Rarement hôtels et boutiques fraternisent, quoique cependant, à Lyon, comme à Paris, l’on puisse citer telles rues où, – profanation, – l’on vend, l’on commerce ouvertement à côté des nobles portes-cochères hermétiquement fermées, dont l’huis, sous la garde du suisse, ne s’ouvre qu’à bon escient.

Et c’est ainsi que, côte à côte, se trouveront enregistrés, lorsque le numérotage des maisons s’imposera, hôtels murés, fermés, tournant le dos à la rue, en mille façons précautionnés contre elle, et boutiques ouvertes à tout venant, boutiques qui sont à la fois le musée et la vie de la Rue, qui amusent et charment le promeneur et qui s’efforcent de répondre à tous les désirs de l’acheteur.
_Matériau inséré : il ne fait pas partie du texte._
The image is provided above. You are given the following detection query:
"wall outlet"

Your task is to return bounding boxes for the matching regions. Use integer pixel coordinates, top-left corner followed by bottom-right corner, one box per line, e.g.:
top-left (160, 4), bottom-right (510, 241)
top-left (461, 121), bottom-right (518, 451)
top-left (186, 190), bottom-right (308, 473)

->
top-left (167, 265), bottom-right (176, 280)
La boutique à travers les âges, ce serait certes un piquant panorama plein d’imprévu et riche en comparaisons. Ici même, seront notées par le crayon certaines différences caractéristiques entre un passé qui n’est plus et un présent qui n’est pas encore parvenu à son complet épanouissement ; mais, pour l’instant, j’entends ne point sortir des généralités.

Tout le moyen âge, au point de vue négoce, tient dans la boutique privée de porte extérieure, prenant jour par cette vaste baie à hauteur d’appui, sur le rebord de laquelle on aligne, on entasse la marchandise à moins qu’on ne la suspende, qu’on ne l’accroche au dessus. Pour acheter point besoin d’entrer : c’est la petite baraque de nos foires, en pierre au lieu de bois, fixe et non nomade.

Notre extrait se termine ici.